Hello all,
I’m new to BERT, and I’m trying to wrap my head around its structure.
from transformers import BertTokenizer, BertModel
model = BertModel.from_pretrained('bert-base-uncased')
named_params = list(model.named_parameters())
print(f"{len(named_params)} Paramaters \n\n\n")
for p in named_params:
print("{:<55} {:>12}".format(p[0],str(tuple(p[1].size()))))
The output of this is:
199 Paramaters
embeddings.word_embeddings.weight (30522, 768)
embeddings.position_embeddings.weight (512, 768)
embeddings.token_type_embeddings.weight (2, 768)
embeddings.LayerNorm.weight (768,)
embeddings.LayerNorm.bias (768,)
encoder.layer.0.attention.self.query.weight (768, 768)
encoder.layer.0.attention.self.query.bias (768,)

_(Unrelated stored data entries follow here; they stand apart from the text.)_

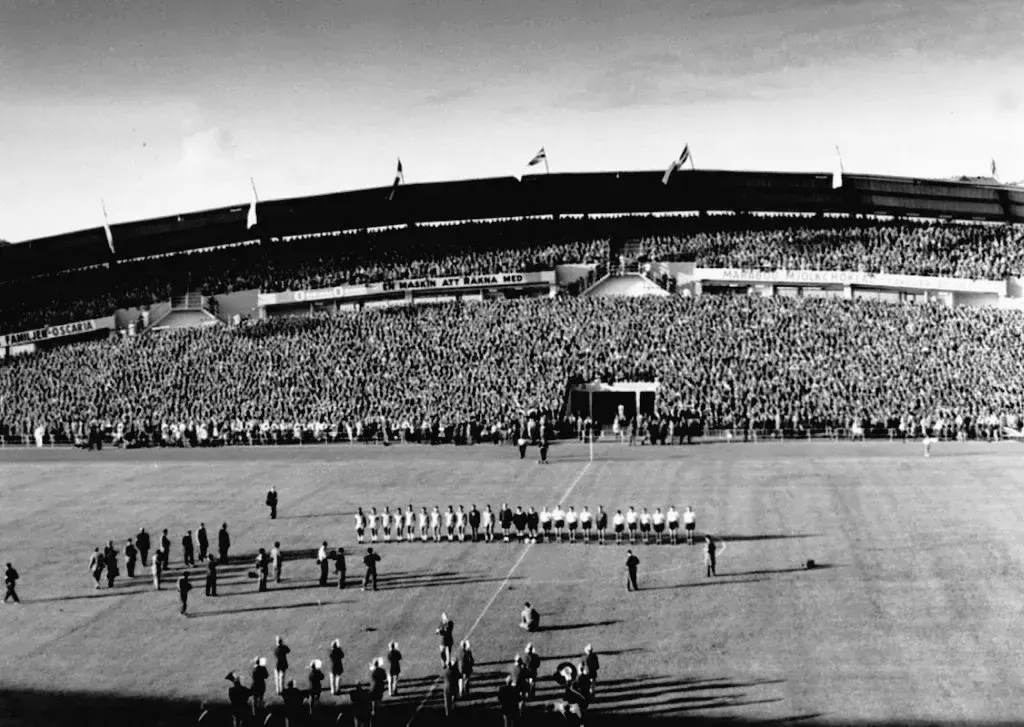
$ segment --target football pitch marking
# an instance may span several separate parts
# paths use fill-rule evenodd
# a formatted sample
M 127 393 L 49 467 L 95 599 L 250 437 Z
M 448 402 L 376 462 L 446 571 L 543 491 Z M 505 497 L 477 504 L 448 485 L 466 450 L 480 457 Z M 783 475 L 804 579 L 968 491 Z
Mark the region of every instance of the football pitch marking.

encoder.layer.0.attention.self.key.weight (768, 768)
encoder.layer.0.attention.self.key.bias (768,)
encoder.layer.0.attention.self.value.weight (768, 768)

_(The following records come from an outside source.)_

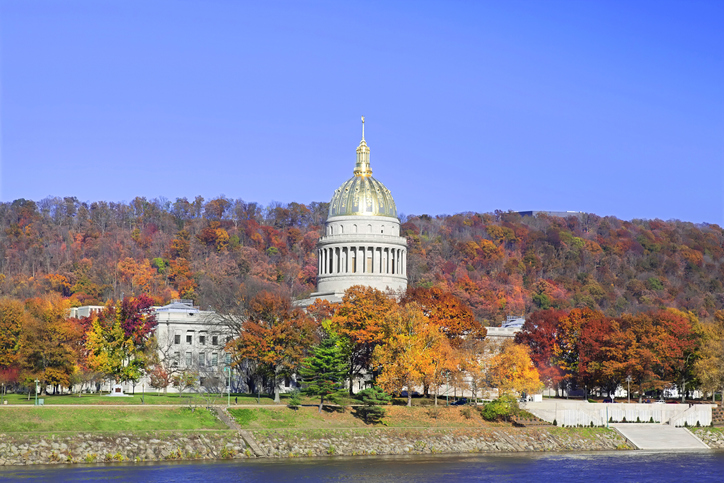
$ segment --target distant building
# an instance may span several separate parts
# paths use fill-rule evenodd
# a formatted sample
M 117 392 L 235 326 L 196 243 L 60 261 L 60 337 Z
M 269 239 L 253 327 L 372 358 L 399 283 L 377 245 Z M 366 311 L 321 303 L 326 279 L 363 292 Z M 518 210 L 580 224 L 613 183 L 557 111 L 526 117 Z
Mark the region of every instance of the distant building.
M 229 364 L 229 355 L 224 352 L 229 332 L 216 322 L 216 312 L 200 310 L 193 300 L 173 300 L 153 310 L 162 362 L 200 374 L 220 372 Z
M 88 317 L 100 312 L 102 305 L 85 305 L 70 309 L 70 317 Z M 162 307 L 152 307 L 156 321 L 158 358 L 169 374 L 191 371 L 198 374 L 199 385 L 223 386 L 223 369 L 230 364 L 224 346 L 230 340 L 228 327 L 218 322 L 216 312 L 201 310 L 193 300 L 173 300 Z M 148 377 L 136 383 L 150 389 Z M 168 388 L 175 391 L 171 386 Z M 126 392 L 130 392 L 126 388 Z
M 548 216 L 557 216 L 560 218 L 568 218 L 569 216 L 575 216 L 579 220 L 583 220 L 583 217 L 586 215 L 582 211 L 519 211 L 518 214 L 520 216 L 536 216 L 539 214 L 548 215 Z

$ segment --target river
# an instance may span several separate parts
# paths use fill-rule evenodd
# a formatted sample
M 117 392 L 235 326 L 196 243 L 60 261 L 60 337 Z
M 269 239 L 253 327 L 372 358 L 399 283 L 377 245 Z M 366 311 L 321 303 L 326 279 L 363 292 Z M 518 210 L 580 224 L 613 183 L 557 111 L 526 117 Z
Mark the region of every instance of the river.
M 724 452 L 529 453 L 0 468 L 0 481 L 721 482 Z

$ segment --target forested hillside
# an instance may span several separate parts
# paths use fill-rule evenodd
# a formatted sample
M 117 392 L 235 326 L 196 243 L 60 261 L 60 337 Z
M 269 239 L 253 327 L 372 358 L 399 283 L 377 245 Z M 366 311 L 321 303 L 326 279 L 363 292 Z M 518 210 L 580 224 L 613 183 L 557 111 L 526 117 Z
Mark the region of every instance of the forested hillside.
M 304 296 L 315 287 L 326 212 L 326 203 L 263 207 L 224 197 L 2 203 L 0 295 L 55 292 L 82 305 L 148 294 L 219 311 L 249 287 Z M 701 318 L 724 308 L 716 225 L 503 212 L 402 221 L 410 283 L 449 289 L 490 325 L 538 308 L 618 316 L 675 307 Z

encoder.layer.0.attention.self.value.bias (768,)
encoder.layer.0.attention.output.dense.weight (768, 768)
encoder.layer.0.attention.output.dense.bias (768,)
encoder.layer.0.attention.output.LayerNorm.weight (768,)
encoder.layer.0.attention.output.LayerNorm.bias (768,)
encoder.layer.0.intermediate.dense.weight (3072, 768)
encoder.layer.0.intermediate.dense.bias (3072,)
encoder.layer.0.output.dense.weight (768, 3072)
encoder.layer.0.output.dense.bias (768,)
encoder.layer.0.output.LayerNorm.weight (768,)
encoder.layer.0.output.LayerNorm.bias (768,)
…
encoder.layer.11.attention.self.query.weight (768, 768)
encoder.layer.11.attention.self.query.bias (768,)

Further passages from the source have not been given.